Meta Disables Over 150,000 Accounts in Massive Global Crackdown on Southeast Asian Scam Networks

In one of the largest coordinated takedowns of online scam networks to date, Meta has disabled more than 150,000 accounts across its platforms, including Facebook and Instagram. These accounts were linked to criminal scam centers operating out of Southeast Asia, marking a significant escalation in the global fight against industrialized online fraud.

International Collaboration Leads to Major Disruption

The social media giant announced that this action resulted from a week-long joint operation in Bangkok involving Meta, the Royal Thai Police Anti-Cyber Scam Center (ACSC), the US Federal Bureau of Investigation (FBI), and the US Department of Justice Scam Center Strike Force. Law enforcement agencies from more than a dozen countries participated in this coordinated effort.

Meta stated that the crackdown has already helped put 21 people behind bars, demonstrating the real-world impact of these digital investigations. The company emphasized that these scam operations cause genuine harm by upending lives and destroying trust while being deliberately designed to avoid detection and disruption.

Scale and Sophistication of Criminal Operations

Meta revealed that the disabled accounts were connected to large-scale scam center operations primarily based in Cambodia, Myanmar, and Laos. These criminal enterprises operated as full-scale businesses with structured staffing, detailed scripts, performance quotas, and sophisticated systems specifically engineered to evade detection by platform security measures.
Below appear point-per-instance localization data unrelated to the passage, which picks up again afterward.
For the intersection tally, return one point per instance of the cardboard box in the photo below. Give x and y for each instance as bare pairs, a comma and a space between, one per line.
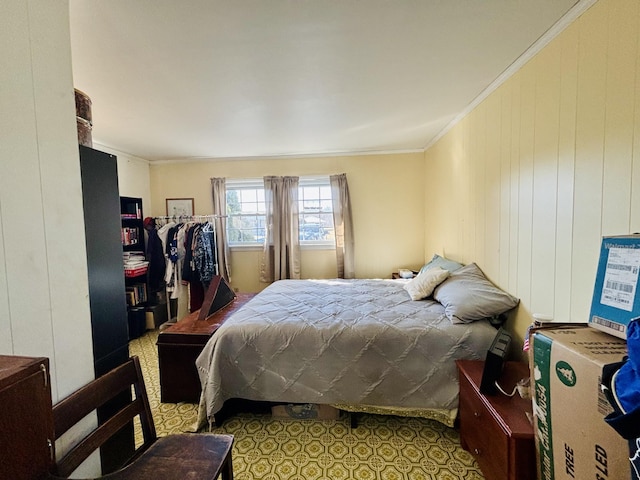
305, 411
616, 296
572, 439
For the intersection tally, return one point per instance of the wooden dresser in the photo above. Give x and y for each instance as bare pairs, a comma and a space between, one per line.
26, 423
179, 346
496, 429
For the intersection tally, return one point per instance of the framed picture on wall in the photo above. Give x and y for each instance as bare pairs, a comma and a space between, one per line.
179, 207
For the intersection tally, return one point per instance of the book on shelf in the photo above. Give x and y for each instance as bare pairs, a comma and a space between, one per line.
129, 236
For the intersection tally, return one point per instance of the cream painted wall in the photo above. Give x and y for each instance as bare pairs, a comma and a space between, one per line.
44, 305
545, 166
133, 175
386, 193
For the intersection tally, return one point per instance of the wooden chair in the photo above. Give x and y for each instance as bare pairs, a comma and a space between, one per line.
174, 457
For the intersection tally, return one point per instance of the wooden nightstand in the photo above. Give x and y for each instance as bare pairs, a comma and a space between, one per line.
495, 429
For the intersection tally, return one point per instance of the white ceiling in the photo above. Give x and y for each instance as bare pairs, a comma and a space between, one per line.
173, 79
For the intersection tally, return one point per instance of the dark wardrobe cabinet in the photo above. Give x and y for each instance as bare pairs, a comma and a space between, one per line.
101, 201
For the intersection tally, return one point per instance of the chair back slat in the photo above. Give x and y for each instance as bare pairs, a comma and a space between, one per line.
79, 404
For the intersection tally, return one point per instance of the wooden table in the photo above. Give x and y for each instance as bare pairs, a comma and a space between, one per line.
179, 346
496, 428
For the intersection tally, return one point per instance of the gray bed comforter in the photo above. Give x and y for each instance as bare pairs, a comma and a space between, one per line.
354, 342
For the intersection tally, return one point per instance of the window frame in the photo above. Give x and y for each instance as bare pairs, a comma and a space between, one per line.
258, 184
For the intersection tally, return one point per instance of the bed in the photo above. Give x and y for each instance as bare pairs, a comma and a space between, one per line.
358, 345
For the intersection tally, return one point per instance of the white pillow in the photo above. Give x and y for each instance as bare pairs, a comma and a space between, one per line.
423, 285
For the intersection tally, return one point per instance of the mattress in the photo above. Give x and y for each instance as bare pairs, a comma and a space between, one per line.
339, 342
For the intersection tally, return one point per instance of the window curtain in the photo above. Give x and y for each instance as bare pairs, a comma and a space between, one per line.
281, 251
343, 224
219, 195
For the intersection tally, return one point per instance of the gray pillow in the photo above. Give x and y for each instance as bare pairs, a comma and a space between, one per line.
442, 262
467, 295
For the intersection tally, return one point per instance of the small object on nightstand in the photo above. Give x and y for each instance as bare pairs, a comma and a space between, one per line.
404, 273
497, 430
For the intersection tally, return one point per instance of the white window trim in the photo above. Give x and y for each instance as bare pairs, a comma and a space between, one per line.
307, 180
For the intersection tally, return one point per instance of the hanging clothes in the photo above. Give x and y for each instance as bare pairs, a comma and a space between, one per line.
155, 257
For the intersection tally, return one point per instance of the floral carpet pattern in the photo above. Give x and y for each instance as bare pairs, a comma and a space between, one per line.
380, 448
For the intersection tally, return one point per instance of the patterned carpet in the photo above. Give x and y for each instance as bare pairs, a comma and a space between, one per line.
380, 448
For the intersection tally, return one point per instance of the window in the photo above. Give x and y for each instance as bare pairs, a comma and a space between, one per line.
246, 212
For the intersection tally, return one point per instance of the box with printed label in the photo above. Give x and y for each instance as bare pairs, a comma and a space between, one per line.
572, 439
305, 411
616, 296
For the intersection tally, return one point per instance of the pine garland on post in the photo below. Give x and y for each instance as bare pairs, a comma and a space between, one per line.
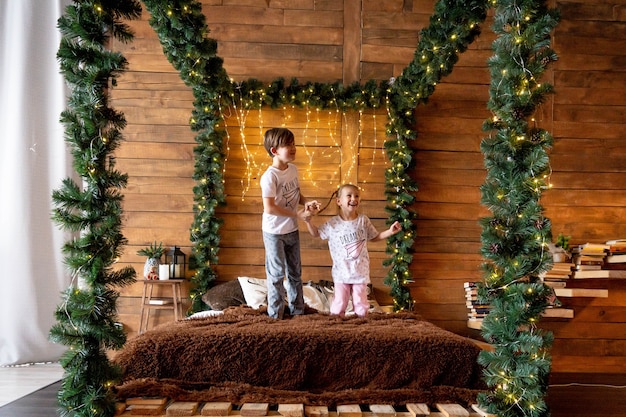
453, 26
515, 237
182, 31
86, 318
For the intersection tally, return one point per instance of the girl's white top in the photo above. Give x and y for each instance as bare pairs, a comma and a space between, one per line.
347, 242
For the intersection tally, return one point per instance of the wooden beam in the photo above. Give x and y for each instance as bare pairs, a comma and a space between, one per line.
351, 40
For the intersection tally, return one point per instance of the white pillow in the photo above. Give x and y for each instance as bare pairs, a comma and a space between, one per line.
315, 298
254, 291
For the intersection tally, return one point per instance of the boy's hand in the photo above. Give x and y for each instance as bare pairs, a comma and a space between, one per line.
305, 215
312, 207
395, 227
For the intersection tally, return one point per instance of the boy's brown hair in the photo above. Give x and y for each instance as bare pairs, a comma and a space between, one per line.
277, 137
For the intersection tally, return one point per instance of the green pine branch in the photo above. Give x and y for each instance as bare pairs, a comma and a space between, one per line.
86, 319
514, 238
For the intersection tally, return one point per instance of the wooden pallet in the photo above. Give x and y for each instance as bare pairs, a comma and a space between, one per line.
142, 407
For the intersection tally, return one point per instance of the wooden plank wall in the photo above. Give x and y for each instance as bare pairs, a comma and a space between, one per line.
331, 41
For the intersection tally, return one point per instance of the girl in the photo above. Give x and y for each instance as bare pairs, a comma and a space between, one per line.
347, 234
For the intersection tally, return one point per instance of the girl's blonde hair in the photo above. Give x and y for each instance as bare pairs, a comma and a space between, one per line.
277, 137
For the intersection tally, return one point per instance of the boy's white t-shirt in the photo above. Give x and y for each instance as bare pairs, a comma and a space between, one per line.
283, 187
347, 242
Their targets spanned multiple continents, with victims identified across the United States, the United Kingdom, and numerous countries throughout Asia and the Pacific region. The criminal networks employed systematic approaches to defraud individuals on a massive scale.

Intelligence Sharing and Real-Time Coordination

Throughout the operation, partners shared intelligence in real time, allowing investigators to reveal the complete picture of criminal networks operating across international borders. Based on this shared intelligence, Meta's investigators identified and disabled over 150,000 accounts associated with scam center activity.

The scale of this operation significantly dwarfs a previous pilot operation conducted in December, which resulted in the removal of 59,000 accounts, Pages, and Groups from Meta's platforms and led to six arrest warrants. Meta described that December pilot as proving "a powerful and replicable model for partnering with law enforcement to enforce against organized online crime."

Ongoing Commitment to Platform Safety

Meta emphasized that protecting people against scammers requires ongoing collaboration with partners across the technology industry and law enforcement agencies worldwide. The company stated that the work to ensure a safer online experience for everyone is continuous and evolving as criminal tactics become more sophisticated.

This coordinated takedown represents the second such major operation since the December pilot and demonstrates how technology companies and law enforcement agencies are increasingly working together to combat transnational cybercrime. The successful disruption of these scam networks highlights the importance of international cooperation in addressing digital threats that cross jurisdictional boundaries.